This is the exploratory data analysis (EDA) report for the Capstone Project. The objective is to analyze and understand the data sets from blogs, news, and Twitter to prepare for building a text prediction model and a Shiny app.
# Load libraries
library(stringi)
library(ggplot2)
library(wordcloud)
## Loading required package: RColorBrewer
library(dplyr)
##
## Attaching package: 'dplyr'
## The following objects are masked from 'package:stats':
##
## filter, lag
## The following objects are masked from 'package:base':
##
## intersect, setdiff, setequal, union
# Load data
# Giả sử bạn lưu tại: D:\DSR301c/final/en_US/
blogs <- readLines("D:/DSR301c/final/en_US/en_US.blogs.txt", warn = FALSE)

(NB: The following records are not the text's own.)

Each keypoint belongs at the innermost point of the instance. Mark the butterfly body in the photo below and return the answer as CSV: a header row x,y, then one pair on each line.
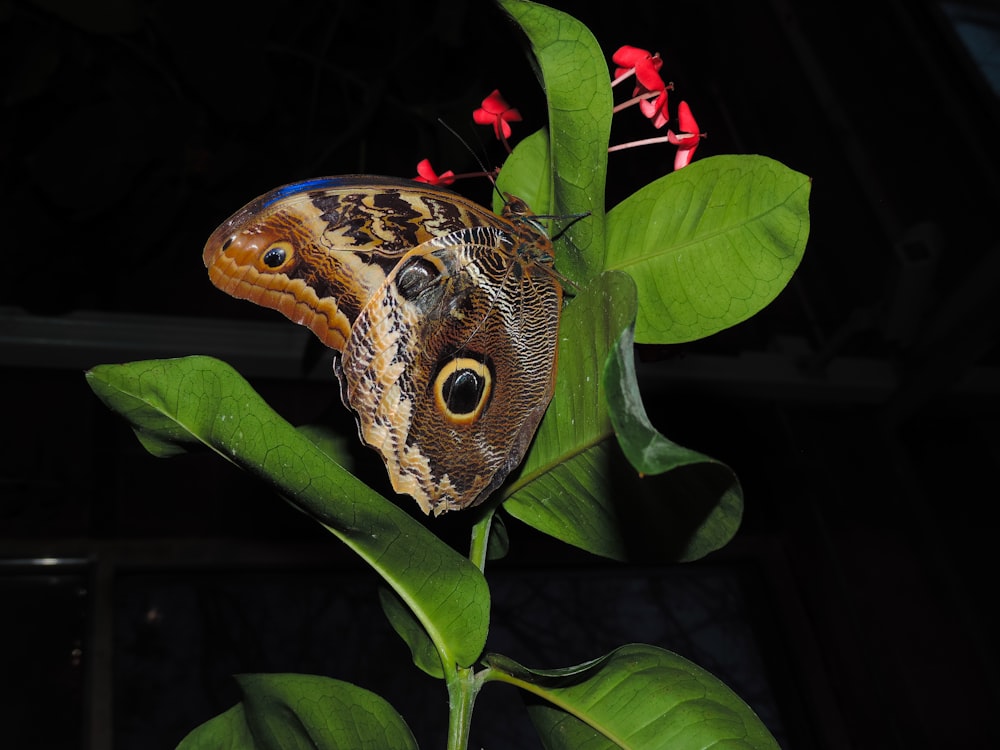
x,y
445,316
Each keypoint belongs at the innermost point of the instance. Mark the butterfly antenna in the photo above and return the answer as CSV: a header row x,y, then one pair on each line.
x,y
490,174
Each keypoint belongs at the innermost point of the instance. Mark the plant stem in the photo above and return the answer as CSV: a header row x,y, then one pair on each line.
x,y
462,690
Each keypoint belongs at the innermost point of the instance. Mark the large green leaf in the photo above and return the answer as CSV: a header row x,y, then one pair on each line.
x,y
562,488
709,245
284,711
637,697
525,174
574,75
176,403
682,504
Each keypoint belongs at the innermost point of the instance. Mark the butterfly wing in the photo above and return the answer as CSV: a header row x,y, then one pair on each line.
x,y
446,316
317,250
451,365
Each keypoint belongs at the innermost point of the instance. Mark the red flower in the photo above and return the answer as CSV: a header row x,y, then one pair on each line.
x,y
656,109
646,65
426,173
689,137
650,90
496,112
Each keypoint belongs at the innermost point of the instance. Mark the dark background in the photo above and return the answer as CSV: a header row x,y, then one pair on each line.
x,y
860,410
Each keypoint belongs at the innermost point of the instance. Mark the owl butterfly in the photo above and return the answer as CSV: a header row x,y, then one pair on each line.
x,y
445,317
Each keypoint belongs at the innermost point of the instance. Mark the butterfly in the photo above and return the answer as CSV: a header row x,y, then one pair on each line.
x,y
444,317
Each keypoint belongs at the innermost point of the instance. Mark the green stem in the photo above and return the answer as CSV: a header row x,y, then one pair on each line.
x,y
462,690
463,683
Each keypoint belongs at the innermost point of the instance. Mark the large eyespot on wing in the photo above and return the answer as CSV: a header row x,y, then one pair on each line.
x,y
462,389
449,368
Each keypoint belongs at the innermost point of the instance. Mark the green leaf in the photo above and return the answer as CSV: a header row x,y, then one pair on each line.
x,y
283,711
695,504
227,731
575,77
562,488
525,174
202,401
710,244
637,697
422,649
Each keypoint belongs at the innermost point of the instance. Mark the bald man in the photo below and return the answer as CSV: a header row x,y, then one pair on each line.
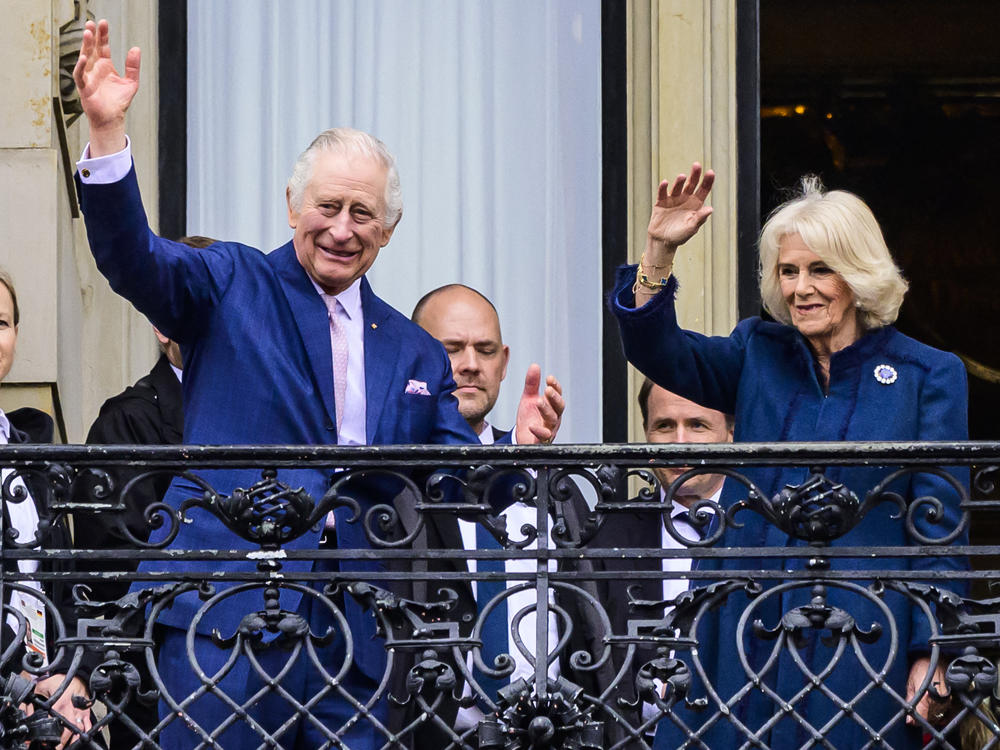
x,y
467,325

news <- readLines("D:/DSR301c/final/en_US/en_US.news.txt", warn = FALSE)
twitter <- readLines("D:/DSR301c/final/en_US/en_US.twitter.txt", warn = FALSE)
# Line counts
length(blogs); length(news); length(twitter)
## [1] 899288
## [1] 1010206
## [1] 2360148
# Word counts
sum(stri_count_words(blogs))
## [1] 37546806
sum(stri_count_words(news))
## [1] 34761151
sum(stri_count_words(twitter))
## [1] 30096649
# Max line length
max(nchar(blogs))
## [1] 40833
max(nchar(news))
## [1] 11384
max(nchar(twitter))
## [1] 144
# Histogram of line lengths
hist(nchar(twitter), main="Twitter Line Lengths", xlab="Chars", col="lightblue")
# Word frequency (example)
library(tm)
## Loading required package: NLP
##
## Attaching package: 'NLP'
## The following object is masked from 'package:ggplot2':
##
## annotate
sample_text <- paste(twitter[1:10000], collapse=" ")
corpus <- Corpus(VectorSource(sample_text))
corpus <- tm_map(corpus, content_transformer(tolower))
## Warning in tm_map.SimpleCorpus(corpus, content_transformer(tolower)):
## transformation drops documents
corpus <- tm_map(corpus, removePunctuation)
## Warning in tm_map.SimpleCorpus(corpus, removePunctuation): transformation drops
## documents
corpus <- tm_map(corpus, removeNumbers)
## Warning in tm_map.SimpleCorpus(corpus, removeNumbers): transformation drops
## documents
corpus <- tm_map(corpus, removeWords, stopwords("en"))
## Warning in tm_map.SimpleCorpus(corpus, removeWords, stopwords("en")):
## transformation drops documents
dtm <- TermDocumentMatrix(corpus)
matrix <- as.matrix(dtm)
word_freq <- sort(rowSums(matrix), decreasing=TRUE)
wordcloud(names(word_freq), word_freq, max.words=100)
We will use the following steps:
The model will be trained on a cleaned, sampled version of the dataset.
This analysis confirms that the data is cleanable and usable for modeling. The next step will be building n-gram tokenizers and experimenting with various predictive models.